“Ressuscitou”…40 anos depois
Publicado por Liliana Fernandes a 28 Março 2007 em Está bonito e leva jeito.No passado Domingo, chegou ao final o programa Os Grandes Portugueses, emitido pelo canal público. Nunca vi o dito programa, apresentado por Maria Elisa. A temática, em si, não me suscitou curiosidade. Num país que parece viver em plena letargia e a atravessar uma das fases mais dramáticas, achei que Os Grandes Portugueses não tinha outro propósito que não fosse entreter os portugueses e desviá-los do que realmente importa. Terei perdido grande coisa? Correndo o risco de estar a ser injusta por falar de algo que não vi, ainda assim não me desvio da rota: nunca percebi o cerne do programa. Eleger o melhor português…mas com base em que critérios? Porquê? Qual a improtância? Iria essa pessoa resolver a situação em que Portugal está metido?
Aqui e ali vou ouvindo e lendo comentários a propósito do programa. Apercebi-me que levaram a votos pessoas tão díspares, como a época que protagonizaram. Puro antagonismo. Que critério de comparação pode existir entre um D. Afonso Henriques e um Luís de Camões, por exemplo? O que vejo em comum é a nacionalidade. Viveram em épocas distintas, deram vida a áreas opostas. Assumiram funções incomparáveis. E entre Álvaro Cunhal e Fernando Pessoa? Seria por partilharem o gosto e talento pela escrita? Um assinava com diversos nomes, outro optou apenas por um. Será, também esta, um possível paralelismo?
Quanto a mim, o programa “pecou” por colocar no mesmo saco personalidades tão distintas. Cada uma foi o que foi e fez o que fez, de acordo com a época em que estava inserido. Viveram sociedades diferentes, com estruturas socio-económicas completamente distintas. Pólos opostos.
Mas qual não foi o meu espanto, quando soube que a vitória recaiu sobre quem já não pode saboreá-la: António de Oliveira Salazar. Ainda por cima, ironia das ironias, ganhou através de um canal estatal. Transmitiu-me a sensação de que o ditador ressuscitou e com ele o regime abolido há mais de três décadas. Estavam a voto, nove séculos da nossa História. Ganhou a do passado. Quem viu o programa, diz que a apresentadora ficou “constrangida”. Odete Santos, que defendia Cunhal, recordou que «a apologia dos fascismo é proibida pela Constituição. Este programa resulta no branqueamento do fascismo», TV Mais desta semana.
Decorridos tantos anos, Salazar arrecadou os votos de 210 mil pessoas. Terão sido os seus conterrâneos a votar vezes sem conta? Na minha opinião, o resultado vai mais além. A expressão do voto grita “protesto”. Esta é a palavra de ordem. Os portugueses estão descontentes com o presente, embora na hora de votar “a sério” os partidos PS e PSD reúnam, sempre, mais de 70 por cento do eleitorado. Na hora de mudar, os portgueses amedrontam-se. Somos um povo mesquinho, que não dá voz à minoria. Acobardomo-nos, por acharmos que votar bem, é votar na maioria.
Se pudesse, colocaria como música de fundo neste artigo, o célebre tema “Ó tempo volta p’ra trás/ Dá-me tudo o que eu perdi…”. Esquecemo-nos depressa das coisas más e nunca recordamos as boas. A votação deveria ter sido entre Salazar e Sócrates, porque a nível de actuação…não sei qual será o pior português. Sem dúvida que Salazar tomou decisões acertadas.
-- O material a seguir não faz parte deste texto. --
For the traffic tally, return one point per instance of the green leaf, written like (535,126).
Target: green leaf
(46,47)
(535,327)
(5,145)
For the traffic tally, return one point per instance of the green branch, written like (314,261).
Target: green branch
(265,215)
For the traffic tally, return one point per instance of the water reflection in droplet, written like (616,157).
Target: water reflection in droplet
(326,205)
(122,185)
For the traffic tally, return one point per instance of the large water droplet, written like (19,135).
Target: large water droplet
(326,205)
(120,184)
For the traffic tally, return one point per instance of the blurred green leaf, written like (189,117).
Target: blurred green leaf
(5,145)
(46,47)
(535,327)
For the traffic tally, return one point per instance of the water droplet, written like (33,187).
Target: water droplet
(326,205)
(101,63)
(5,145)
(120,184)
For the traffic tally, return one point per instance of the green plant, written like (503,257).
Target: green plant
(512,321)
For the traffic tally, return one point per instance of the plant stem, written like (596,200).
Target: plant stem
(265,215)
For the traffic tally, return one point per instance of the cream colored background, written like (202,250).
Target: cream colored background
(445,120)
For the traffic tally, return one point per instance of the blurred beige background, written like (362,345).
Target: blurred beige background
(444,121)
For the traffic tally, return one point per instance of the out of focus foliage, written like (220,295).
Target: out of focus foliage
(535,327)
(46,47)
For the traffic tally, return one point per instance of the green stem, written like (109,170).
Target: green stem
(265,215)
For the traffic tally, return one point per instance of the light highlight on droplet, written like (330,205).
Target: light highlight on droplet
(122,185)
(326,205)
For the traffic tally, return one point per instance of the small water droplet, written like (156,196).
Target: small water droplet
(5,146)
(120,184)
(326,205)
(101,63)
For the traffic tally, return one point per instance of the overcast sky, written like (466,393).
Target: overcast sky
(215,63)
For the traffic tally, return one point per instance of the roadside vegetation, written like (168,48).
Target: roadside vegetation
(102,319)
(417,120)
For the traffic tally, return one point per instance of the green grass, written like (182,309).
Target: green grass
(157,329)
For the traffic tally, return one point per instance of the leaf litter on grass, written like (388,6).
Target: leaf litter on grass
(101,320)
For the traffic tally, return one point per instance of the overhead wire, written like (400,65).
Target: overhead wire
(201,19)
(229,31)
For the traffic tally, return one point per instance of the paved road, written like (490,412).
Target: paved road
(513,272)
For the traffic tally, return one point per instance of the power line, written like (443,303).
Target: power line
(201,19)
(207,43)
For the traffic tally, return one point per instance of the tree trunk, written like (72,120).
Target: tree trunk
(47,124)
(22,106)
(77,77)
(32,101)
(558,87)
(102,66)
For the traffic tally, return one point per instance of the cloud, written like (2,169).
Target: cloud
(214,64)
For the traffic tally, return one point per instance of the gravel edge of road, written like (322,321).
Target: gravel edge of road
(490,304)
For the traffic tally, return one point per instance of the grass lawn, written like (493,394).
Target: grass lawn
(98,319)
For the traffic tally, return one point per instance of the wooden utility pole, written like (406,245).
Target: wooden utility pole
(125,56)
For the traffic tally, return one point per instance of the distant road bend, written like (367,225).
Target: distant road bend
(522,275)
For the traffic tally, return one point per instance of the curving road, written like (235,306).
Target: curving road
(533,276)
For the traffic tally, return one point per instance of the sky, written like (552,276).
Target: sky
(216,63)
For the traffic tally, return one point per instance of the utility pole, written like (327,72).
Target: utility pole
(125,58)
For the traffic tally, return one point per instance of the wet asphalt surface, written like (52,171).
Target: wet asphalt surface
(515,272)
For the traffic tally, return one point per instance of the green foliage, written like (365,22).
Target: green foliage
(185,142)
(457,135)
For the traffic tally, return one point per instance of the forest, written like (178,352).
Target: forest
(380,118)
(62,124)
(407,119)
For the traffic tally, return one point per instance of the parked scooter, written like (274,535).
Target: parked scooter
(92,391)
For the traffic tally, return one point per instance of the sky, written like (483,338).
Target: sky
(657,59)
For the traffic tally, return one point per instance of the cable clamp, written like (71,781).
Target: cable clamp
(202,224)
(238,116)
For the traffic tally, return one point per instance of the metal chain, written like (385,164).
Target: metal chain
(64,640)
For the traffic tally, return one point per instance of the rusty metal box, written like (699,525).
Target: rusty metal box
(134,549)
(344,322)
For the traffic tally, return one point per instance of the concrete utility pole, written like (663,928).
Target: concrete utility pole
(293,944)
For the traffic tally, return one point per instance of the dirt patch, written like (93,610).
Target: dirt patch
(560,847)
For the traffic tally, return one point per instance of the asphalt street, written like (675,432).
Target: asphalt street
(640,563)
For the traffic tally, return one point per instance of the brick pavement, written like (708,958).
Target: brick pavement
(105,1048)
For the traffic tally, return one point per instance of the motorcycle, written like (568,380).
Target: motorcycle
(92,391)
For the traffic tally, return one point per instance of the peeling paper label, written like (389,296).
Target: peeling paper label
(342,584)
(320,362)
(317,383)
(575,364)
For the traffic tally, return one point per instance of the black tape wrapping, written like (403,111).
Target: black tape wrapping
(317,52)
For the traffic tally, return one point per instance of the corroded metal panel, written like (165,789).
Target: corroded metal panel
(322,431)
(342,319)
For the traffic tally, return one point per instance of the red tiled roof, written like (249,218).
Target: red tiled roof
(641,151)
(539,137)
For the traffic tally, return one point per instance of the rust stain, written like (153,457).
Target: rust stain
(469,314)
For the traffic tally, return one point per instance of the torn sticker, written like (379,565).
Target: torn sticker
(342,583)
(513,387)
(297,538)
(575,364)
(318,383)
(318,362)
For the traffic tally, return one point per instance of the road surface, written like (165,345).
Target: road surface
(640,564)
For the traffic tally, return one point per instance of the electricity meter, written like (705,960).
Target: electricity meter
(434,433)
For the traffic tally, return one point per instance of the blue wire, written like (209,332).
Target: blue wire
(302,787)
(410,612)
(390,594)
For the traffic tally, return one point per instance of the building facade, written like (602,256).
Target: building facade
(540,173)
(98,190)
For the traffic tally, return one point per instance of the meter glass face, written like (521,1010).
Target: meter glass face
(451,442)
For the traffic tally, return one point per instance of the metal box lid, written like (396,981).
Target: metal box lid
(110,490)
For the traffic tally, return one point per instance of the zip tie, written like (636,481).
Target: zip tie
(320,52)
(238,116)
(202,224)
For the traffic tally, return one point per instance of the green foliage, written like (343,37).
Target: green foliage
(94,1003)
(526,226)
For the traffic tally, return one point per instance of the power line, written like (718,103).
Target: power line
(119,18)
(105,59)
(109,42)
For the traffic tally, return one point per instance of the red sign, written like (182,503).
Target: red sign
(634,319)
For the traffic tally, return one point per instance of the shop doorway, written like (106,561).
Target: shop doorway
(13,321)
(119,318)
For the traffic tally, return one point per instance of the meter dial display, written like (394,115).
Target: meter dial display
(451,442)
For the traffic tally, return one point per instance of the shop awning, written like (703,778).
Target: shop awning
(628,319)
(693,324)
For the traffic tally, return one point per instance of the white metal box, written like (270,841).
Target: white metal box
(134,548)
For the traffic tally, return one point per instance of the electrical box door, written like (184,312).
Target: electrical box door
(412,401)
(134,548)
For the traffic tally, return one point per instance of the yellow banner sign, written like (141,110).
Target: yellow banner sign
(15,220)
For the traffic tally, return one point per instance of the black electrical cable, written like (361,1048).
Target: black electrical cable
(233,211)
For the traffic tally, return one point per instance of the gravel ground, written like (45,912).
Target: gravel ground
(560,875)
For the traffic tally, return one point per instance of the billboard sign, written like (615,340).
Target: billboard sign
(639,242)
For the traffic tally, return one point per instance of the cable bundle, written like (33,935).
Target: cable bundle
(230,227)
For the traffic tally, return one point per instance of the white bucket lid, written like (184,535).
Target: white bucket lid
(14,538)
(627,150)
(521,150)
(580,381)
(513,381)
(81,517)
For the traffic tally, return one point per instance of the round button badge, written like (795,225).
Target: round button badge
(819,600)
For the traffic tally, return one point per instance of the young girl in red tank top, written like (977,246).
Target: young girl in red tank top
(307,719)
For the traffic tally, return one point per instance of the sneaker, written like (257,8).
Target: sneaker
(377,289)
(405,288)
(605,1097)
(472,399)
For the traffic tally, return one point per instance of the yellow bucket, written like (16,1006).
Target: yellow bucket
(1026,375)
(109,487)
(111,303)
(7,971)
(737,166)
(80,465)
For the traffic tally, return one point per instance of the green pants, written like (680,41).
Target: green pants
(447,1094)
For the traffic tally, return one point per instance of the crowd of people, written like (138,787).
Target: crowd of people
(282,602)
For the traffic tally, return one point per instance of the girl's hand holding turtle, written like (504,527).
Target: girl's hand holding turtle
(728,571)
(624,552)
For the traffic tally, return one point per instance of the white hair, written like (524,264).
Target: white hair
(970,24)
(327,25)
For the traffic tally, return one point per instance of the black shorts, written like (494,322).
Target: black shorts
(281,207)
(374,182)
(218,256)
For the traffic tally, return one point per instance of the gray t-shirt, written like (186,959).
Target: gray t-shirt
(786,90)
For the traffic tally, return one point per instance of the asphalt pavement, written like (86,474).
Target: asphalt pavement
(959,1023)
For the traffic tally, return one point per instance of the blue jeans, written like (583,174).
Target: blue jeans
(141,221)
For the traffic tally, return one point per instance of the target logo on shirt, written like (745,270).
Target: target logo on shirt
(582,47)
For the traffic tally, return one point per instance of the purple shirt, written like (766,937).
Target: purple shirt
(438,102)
Também é verdade que o desemprego era mínimo e havia um “pacote” alimentar a que todos tinham acesso: desde ricos a pobres. Mas a liberdade do 25 de Abril não foi bem aproveitada e, por isso, estamos como estamos. As pessoas abusaram da liberdade. Não a usaram como deveriam. Sócrates, por seu turno, conseguiu em excesso o que antes era escasso: o desemprego. Antónimo de Salazar…em alguns aspectos.
A votação exprime o contra-gosto dos portugueses pelo actual Governo!
Apos o voto citado, chega o aniversário da morte do dictador e, com ele muitos lusófonos choram o passado! Esquecem a aridez da vida no tempo do dictador; a opressão, as guerras coloniais; omitem o facto do nosso país ter feito parte dos mais atrasados da Europa… Apagaram a visão das prisões carregadas de inocentes, as memórias tornam-se curtas! Que transmissão se fará às gerações vindouras? No que se refere às dificuldades presentes, será necessário que todos sejamos actores responsáveis e participativos da nossa sociedade! Pôr em causa os governos, as instituições que ultrapassam os direitos constitucionais, que não cumprem a seguranca do povo e do país.